Title: Our Dreams at Dusk: Shimanami Tasogare Volume 2
Author/Artists: Yuhki Kamatani
Genre: LGBT+, Contemporary
Publisher: Seven Seas Entertainment
Not only is high schooler Tasuku Kaname the new kid in town, he is also terrified that he has been outed as gay. Just as he’s contemplating doing the unthinkable, Tasuku meets a mysterious woman who leads him to a group of people dealing with problems not so different from his own. In this realistic, heartfelt depiction of LGBT+ characters from different backgrounds finding their place in the world, a search for inner peace proves to be the most universal experience of all.
This volume picks up right where the last one left off, with Tasuku coming to terms with his feelings and coming out to Haruko. While Tasuku’s feelings towards Tsubaki do get some advancement, the brunt of this saw a shift in focus to another character: Misora.
And boy is that arc a heart-wrenching one. Misora is a 6th grader and is biologically male, but enjoys dressing as a girl. The interesting thing is, Misora is not yet sure why they feel the need to do so. Throughout the volume, the concept of being trans is broached in a very general way, albeit gently so. Tasuku makes it clear that there’s no rush for Misora to decide for certain. Being on the outside looking in can skew your viewpoint though; Misora is worried because they know that their voice is soon going to get deeper, and they’ll start growing body hair. That was really tough to read because I’ve had similar thoughts before, and still do now, albeit from a slightly different angle. In the end, Tasuku tries to assume the role of a big brother for Misora. You see, Misora’s father left, and now all they have is their Mum and two sisters. Sadly, after Misora is groped by a passerby at a fireworks display, everything falls apart for both of them.
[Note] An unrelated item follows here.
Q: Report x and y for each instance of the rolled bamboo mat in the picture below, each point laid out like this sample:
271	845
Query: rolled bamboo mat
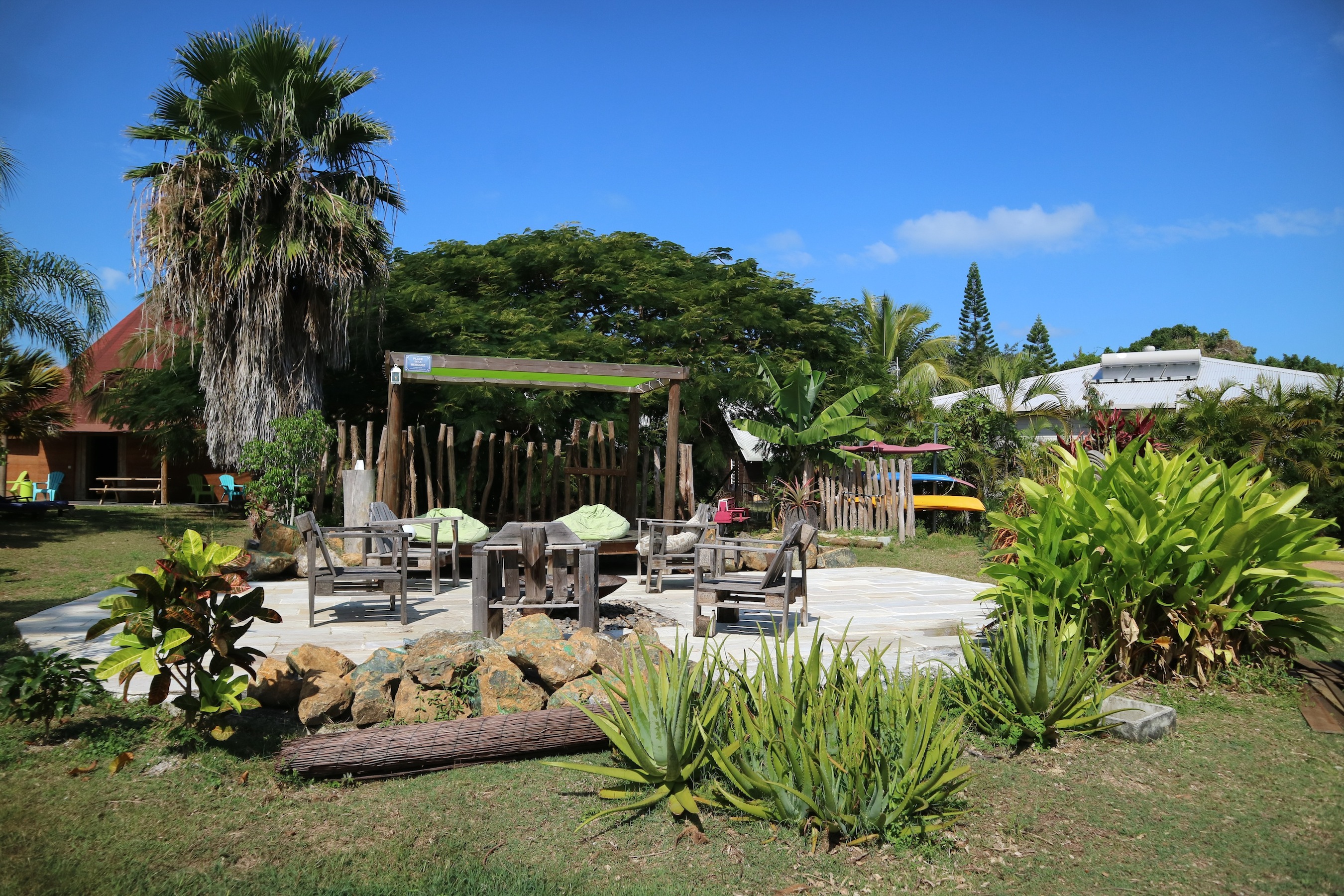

This volume dealt with some very real prejudice too. Tsubaki’s Dad works Regional Revitalization Division, and so drops by Cat Clutter to talk about their projects. Here, he essentially makes a few generalizations. They amount to the idea that all LGBTQ people are horny degenerates, and of course, nobody like that could ever go to his son’s school. Him recognizing Tasuku’s uniform and name tag does lead to Tsubaki may be getting a hint that Tasuku isn’t straight though so that at least may help push their arc forward.
From an artistic standpoint, this was another strong entry. The watercolor style pieces at the front of the book are beautiful and really brought the Tasuku coming out to Haruko scene alive. Meanwhile, the general art is just as good. Everybody look suitably different, but all remain realistic in appearance. Facial expressions are emotive without being over the top, and body shapes are realistic. It’s just a really good overall piece of work.
In all, I thought this may have been stronger than the first volume. Honestly, seeing Misora struggle made me cry. I’ve had a few similar experiences on my own journey, and it really stung seeing how it all played out. The way the book dealt with prejudice was also really great, with prevailing views being shown despite there being no basis to apply them to the characters. On top of that, it was nice seeing some orientations outside LGB being mentioned in the book too, with the terms romantic asexual and pansexual getting a nod. The book sets out to be real, it does so to a very high, at times painful, level. This gets a 5 out of 5 from me.